Unklar bleibt, woher Osteoswiss das Geld für die Broschüre hernimmt: Laut offiziellem Tarif kostet es allein 108‘000 Franken, einen solchen Prospekt der gesamten NZZ-Auflage beizulegen. Mahnig gibt an, Rabatte bekommen zu haben. Er versichert: «Die Broschüre haben wir grösstenteils durch Spenden, Zuwendungen von Stiftungen und Mitgliederbeiträge finanziert.» Die Pharmafirmen deckten «nur einen Drittel der Kosten». Deren Namen sind auf der Rückseite der Broschüre aufgeführt.

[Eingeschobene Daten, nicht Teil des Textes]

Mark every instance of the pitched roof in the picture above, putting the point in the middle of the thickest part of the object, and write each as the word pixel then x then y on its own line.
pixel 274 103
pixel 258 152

Die Leser erfahren sonst nichts über die engen Beziehungen von Osteoswiss zur Pharmabranche. So finanzierte Novartis die Osteoswiss-Website mit (saldo 15/05). Zur heutigen Finanzierung der Organisation äussert sich Präsident Mahnig vage: «Ausser für Projekte bekommen wir keine Zuwendungen.» saldo-Recherchen zeigen jedoch, dass die Pharmabranche nach wie vor einen grossen Batzen zum Budget beisteuert. So unterstützte der Pharmahersteller Amgen Schweiz Osteoswiss im Jahr 2008 mit 30'000 Franken für Werbematerial, Merck zahlte knapp 37'000 Franken und Glaxo-Smith-Kline 3000 Franken. Novartis steuerte ebenfalls Geld bei, verschweigt aber die Höhe der Summe. Auf der Osteoswiss-Website steht von alldem nichts.

Zudem haben Patienten in dieser angeblichen «Patientenorganisation» nicht das Sagen. Weder Präsident Mahnig noch die anderen fünf Vorstandsmitglieder leiden an Osteoporose. Wer die auf der Homepage angegebenen Zahlen der kantonalen Selbsthilfegruppen addiert, zählt lediglich 129 Aktive. Mahnig spricht von 2800 Mitgliedern in der Schweiz.


Alle Sponsoren haben entsprechende Medikamente im Sortiment

Die Broschüre schweigt auch über die Motive der Sponsoren. Folgende Pharmafirmen sind namentlich erwähnt: Amgen, Merck, Novartis und Nycomed. Eine Merck-Sprecherin erklärt, dass ihre Firma durch Sponsoring Patienten aufklären und unterstützen wolle. Drei der Sponsoren bieten Medikamente gegen Osteoporose bei Männern an, eine hat ein neues Produkt in Vorbereitung.

Das neuste Medikament Aclasta ist von Novartis und erst seit kurzem in der Schweiz als Mittel für den Mann zugelassen. Zuvor wurde es in zwei grossen Studien getestet. Mitautor einer der Studien war jener Kurt Lippuner, der nun für Osteoswiss den Artikel über Osteoporose-Medikamente verfasste. Auftraggeber der Studie war Novartis. Lippuner wollte sich auf Anfrage von saldo nicht zum Thema äussern.